In Hillary Johnson's seminal tome Osler's Web: Inside the Labyrinth of the Chronic Fatigue Syndrome Epidemic (Crown Books 1996, reissued by Penguin Books 2006), she broke the story that the CDC had misappropriated tens of millions of dollars approved by Congress for the study of M.E., then still called "Chronic Fatigue Syndrome" or "CFS".
[Edit: When I first published this piece last night, I incorrectly wrote that the Washington Post had first broken this story. Hillary Johnson and I have known each other online for years--which I've always considered an honor because I first read her reporting on M.E. in Rolling Stone in the Eighties--and I appreciate that she reached out to me to relay that she broke the story. I appreciate the kind manner with which she did so and I'm mortified by my error. I read Osler's Web when it first came out and highly recommend doing so if you haven't already. More about Hillary Johnson and Osler's Web on her site here: www.oslersweb.com/the-book]

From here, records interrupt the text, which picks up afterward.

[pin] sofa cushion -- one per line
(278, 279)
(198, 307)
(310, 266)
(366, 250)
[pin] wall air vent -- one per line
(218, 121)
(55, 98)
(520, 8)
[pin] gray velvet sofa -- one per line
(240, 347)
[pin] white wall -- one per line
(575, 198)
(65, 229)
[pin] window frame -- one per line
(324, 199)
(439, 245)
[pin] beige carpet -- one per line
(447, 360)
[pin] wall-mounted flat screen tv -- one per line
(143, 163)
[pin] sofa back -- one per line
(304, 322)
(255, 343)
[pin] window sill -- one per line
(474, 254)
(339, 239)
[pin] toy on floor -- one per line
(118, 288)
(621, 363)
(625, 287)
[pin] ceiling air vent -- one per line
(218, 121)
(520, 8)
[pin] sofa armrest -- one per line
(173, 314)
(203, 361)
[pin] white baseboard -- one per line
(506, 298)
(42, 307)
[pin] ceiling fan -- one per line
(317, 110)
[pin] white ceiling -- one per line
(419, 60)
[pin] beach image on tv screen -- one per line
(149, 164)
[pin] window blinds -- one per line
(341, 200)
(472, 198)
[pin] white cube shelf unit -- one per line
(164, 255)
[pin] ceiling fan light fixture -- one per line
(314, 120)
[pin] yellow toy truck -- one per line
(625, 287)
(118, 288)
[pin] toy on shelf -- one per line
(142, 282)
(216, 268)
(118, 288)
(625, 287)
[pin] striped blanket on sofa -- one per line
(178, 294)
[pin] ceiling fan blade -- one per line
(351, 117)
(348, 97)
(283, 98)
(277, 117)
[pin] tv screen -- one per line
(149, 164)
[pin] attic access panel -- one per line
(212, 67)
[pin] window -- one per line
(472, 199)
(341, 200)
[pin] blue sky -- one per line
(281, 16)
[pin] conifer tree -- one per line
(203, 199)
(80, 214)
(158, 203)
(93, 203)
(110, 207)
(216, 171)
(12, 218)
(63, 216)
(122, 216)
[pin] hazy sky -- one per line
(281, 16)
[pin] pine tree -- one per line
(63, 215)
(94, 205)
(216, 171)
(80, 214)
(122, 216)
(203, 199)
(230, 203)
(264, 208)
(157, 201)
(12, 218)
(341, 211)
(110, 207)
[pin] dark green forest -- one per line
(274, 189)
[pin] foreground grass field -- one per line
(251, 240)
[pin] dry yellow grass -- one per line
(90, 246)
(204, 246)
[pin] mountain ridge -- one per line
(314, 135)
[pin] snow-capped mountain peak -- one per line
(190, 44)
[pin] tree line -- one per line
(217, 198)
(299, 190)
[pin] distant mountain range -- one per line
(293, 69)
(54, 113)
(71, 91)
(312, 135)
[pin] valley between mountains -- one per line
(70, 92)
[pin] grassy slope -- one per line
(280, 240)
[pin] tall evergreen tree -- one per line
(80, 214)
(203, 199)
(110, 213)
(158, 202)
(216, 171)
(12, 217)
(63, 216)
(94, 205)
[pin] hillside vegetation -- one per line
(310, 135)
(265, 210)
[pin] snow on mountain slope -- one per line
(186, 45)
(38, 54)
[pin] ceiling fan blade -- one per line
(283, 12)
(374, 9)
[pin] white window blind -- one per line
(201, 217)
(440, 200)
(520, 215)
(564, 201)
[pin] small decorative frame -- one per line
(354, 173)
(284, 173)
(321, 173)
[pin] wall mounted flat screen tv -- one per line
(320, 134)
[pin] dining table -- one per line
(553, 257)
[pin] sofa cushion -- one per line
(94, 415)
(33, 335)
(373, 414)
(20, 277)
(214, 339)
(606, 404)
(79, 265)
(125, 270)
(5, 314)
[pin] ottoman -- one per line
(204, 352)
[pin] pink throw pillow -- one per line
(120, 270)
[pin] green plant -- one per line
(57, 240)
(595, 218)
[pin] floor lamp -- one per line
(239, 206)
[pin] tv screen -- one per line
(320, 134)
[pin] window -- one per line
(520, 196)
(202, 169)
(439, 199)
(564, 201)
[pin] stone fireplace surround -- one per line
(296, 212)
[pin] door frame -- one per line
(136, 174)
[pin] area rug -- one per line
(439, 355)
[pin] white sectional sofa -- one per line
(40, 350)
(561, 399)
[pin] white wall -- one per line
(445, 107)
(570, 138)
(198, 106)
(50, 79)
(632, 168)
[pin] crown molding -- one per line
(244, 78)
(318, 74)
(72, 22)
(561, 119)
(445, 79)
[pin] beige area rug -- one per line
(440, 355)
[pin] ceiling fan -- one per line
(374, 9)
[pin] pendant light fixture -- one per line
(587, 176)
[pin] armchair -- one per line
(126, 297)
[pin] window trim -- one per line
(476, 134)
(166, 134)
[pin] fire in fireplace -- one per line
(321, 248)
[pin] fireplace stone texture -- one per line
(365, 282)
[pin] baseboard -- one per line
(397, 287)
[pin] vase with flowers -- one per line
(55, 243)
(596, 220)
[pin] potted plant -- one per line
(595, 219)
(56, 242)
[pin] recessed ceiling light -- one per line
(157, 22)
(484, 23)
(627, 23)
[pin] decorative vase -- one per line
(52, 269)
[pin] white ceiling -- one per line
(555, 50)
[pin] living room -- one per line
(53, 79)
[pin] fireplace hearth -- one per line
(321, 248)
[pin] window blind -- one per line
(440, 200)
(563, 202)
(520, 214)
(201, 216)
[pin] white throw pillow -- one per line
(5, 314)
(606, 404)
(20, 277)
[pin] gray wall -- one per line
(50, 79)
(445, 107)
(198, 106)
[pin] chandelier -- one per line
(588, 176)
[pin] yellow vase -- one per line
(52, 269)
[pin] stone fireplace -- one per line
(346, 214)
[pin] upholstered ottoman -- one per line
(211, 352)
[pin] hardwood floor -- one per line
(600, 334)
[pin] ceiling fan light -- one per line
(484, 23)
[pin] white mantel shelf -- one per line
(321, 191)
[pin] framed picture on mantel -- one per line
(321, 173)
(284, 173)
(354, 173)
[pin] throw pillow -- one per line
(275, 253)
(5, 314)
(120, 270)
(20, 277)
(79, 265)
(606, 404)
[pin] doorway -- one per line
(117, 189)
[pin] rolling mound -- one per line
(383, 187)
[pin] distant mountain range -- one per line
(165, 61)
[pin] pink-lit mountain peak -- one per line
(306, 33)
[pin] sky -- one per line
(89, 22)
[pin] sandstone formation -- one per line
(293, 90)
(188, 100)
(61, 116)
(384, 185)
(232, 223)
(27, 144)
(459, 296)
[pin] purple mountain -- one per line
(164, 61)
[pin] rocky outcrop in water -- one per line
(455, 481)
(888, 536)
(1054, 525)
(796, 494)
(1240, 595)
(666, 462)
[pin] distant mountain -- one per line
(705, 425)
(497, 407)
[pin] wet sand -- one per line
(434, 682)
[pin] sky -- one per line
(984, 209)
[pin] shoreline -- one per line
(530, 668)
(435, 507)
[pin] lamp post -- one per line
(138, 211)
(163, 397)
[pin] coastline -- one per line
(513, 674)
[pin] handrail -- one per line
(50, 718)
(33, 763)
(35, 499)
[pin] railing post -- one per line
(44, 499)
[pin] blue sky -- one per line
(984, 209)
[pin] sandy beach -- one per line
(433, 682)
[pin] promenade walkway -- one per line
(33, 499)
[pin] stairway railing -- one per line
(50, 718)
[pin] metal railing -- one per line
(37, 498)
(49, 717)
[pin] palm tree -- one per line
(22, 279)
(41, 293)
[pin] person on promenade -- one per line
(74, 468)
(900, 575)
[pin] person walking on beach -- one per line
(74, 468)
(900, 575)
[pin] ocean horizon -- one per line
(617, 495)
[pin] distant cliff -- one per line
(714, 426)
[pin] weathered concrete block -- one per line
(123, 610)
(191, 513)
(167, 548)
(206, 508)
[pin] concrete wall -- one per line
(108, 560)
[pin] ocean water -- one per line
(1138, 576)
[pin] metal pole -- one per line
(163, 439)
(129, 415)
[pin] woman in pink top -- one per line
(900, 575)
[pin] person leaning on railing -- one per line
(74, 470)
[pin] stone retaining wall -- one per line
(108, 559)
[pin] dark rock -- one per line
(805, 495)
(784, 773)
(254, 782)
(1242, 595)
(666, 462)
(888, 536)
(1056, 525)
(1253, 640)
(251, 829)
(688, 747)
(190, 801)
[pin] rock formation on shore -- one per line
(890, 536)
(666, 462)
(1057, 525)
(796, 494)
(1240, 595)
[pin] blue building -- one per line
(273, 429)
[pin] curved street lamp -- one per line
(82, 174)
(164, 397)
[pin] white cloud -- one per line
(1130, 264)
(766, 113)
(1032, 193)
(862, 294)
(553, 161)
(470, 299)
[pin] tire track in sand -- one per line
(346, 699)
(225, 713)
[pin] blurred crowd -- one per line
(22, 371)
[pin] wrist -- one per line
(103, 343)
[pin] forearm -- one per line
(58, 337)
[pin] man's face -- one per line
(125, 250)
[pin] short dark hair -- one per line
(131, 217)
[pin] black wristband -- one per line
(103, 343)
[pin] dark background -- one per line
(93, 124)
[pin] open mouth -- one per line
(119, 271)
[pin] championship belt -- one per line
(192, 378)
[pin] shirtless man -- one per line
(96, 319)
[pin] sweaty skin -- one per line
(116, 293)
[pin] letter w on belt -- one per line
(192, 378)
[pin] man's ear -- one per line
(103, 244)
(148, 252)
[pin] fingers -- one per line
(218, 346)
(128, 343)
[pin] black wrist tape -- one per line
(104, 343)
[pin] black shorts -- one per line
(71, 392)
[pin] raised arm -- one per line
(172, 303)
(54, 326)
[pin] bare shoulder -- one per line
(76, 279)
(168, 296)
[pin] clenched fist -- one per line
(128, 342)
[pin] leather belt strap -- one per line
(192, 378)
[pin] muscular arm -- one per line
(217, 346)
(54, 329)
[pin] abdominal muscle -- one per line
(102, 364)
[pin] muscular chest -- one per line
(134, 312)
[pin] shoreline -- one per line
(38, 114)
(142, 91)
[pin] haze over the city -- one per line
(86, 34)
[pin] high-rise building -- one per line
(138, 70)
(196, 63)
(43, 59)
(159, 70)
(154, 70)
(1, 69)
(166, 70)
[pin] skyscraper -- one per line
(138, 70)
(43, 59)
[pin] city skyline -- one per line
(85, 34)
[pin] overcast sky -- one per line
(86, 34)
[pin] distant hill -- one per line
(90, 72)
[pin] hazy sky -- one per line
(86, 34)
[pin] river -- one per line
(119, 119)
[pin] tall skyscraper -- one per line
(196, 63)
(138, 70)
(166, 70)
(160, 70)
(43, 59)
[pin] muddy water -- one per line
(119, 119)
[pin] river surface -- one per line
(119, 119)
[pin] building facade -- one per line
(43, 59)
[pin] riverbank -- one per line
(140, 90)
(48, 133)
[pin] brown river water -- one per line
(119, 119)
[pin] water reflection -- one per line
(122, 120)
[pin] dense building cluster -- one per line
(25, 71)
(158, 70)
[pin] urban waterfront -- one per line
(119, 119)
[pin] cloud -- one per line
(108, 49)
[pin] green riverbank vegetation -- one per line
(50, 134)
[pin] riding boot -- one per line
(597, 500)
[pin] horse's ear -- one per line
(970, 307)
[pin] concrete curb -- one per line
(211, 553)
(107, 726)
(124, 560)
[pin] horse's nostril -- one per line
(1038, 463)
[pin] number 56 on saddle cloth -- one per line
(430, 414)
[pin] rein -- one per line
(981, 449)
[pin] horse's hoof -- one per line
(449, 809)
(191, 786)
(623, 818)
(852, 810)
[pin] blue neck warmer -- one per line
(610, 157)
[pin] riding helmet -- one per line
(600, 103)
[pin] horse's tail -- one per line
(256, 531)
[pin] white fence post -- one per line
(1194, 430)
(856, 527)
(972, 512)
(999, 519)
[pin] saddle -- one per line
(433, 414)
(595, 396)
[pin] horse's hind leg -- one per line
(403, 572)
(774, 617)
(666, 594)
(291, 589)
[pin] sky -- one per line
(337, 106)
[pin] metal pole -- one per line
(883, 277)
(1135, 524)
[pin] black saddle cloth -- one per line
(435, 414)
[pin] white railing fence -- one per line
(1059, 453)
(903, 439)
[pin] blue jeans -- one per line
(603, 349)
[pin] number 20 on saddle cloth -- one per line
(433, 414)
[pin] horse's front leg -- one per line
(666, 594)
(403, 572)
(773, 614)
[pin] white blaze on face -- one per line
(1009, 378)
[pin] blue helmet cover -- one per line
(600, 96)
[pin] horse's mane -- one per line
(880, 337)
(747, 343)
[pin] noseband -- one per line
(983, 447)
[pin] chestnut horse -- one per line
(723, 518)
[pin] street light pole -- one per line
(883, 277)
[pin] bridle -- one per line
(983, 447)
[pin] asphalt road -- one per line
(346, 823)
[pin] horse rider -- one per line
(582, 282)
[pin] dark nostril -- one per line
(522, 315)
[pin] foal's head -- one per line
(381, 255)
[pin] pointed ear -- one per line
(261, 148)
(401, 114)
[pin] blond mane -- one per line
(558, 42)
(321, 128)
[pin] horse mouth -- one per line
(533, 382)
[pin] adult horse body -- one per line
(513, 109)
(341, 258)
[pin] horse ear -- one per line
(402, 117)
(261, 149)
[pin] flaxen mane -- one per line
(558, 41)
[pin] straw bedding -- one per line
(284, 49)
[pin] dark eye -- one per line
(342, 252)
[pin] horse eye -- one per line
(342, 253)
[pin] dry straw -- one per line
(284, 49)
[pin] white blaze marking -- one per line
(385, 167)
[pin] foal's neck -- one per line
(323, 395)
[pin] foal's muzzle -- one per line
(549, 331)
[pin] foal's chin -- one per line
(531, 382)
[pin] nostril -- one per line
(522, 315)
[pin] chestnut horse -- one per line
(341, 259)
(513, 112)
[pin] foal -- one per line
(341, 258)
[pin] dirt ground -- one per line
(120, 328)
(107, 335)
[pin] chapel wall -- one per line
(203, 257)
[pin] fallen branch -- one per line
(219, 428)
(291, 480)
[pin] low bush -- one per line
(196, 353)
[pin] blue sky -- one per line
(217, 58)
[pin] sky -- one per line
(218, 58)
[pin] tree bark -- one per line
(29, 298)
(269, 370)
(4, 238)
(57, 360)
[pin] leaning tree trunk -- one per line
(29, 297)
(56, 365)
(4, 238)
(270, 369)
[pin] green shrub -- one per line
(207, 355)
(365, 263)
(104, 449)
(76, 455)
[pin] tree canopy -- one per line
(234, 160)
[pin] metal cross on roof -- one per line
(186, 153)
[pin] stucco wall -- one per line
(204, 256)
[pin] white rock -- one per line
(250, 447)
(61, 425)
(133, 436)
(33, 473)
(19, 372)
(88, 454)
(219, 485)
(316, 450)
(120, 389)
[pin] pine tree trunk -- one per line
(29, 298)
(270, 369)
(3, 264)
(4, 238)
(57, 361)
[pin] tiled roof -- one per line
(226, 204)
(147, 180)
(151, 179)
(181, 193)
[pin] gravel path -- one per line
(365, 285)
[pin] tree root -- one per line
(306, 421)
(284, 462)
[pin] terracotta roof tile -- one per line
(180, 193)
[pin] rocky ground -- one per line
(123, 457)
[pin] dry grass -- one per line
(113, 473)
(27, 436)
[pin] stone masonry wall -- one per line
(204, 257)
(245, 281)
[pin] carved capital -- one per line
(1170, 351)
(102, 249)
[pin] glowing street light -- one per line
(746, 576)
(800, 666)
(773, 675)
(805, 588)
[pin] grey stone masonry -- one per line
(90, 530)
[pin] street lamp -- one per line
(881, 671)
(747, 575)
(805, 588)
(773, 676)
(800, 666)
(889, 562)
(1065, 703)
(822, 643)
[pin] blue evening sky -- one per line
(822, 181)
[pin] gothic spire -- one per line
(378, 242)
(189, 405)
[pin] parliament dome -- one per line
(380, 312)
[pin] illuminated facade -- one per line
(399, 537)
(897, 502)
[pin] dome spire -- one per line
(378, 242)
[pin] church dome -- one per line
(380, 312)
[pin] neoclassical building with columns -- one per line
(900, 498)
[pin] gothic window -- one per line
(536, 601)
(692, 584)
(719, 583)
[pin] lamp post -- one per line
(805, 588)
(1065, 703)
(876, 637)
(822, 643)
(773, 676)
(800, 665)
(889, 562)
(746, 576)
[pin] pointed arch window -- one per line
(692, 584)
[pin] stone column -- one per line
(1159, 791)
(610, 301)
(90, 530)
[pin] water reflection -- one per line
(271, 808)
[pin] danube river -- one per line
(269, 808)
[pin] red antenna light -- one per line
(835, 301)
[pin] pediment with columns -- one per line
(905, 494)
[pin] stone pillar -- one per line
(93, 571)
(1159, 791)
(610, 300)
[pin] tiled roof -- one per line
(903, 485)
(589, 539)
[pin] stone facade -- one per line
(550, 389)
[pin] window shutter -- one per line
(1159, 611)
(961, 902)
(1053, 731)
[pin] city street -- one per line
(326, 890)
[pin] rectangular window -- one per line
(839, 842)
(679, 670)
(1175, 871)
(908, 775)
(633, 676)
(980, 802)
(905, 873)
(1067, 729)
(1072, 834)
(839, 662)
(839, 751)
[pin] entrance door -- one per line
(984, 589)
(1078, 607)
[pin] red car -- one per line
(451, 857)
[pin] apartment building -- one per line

Because it's important to understand how we got here, at a point where said illness was wrongfully either dismissed or underestimated until millions of lives were destroyed and an untold number of persons were dead, here's a truncated version in a 1999 Washington Post story, for free:
In 2000, then-CDC director Jeffrey Koplan had to apologize during a Congressional hearing because, twice in two years, the CDC got caught misappropriating funds Congress had earmarked for CFS [sic]. Seriously, what kind of fuck weasel bullshit venality is this:
I'll get to the failings of the NIH as I go here--others have written about all of this before, but I'm alarmed by how many persons with M.E. still don't know the history of the illness and how it came to be either derided or ignored by the medical establishment.
We're in a fight for our lives and information is power.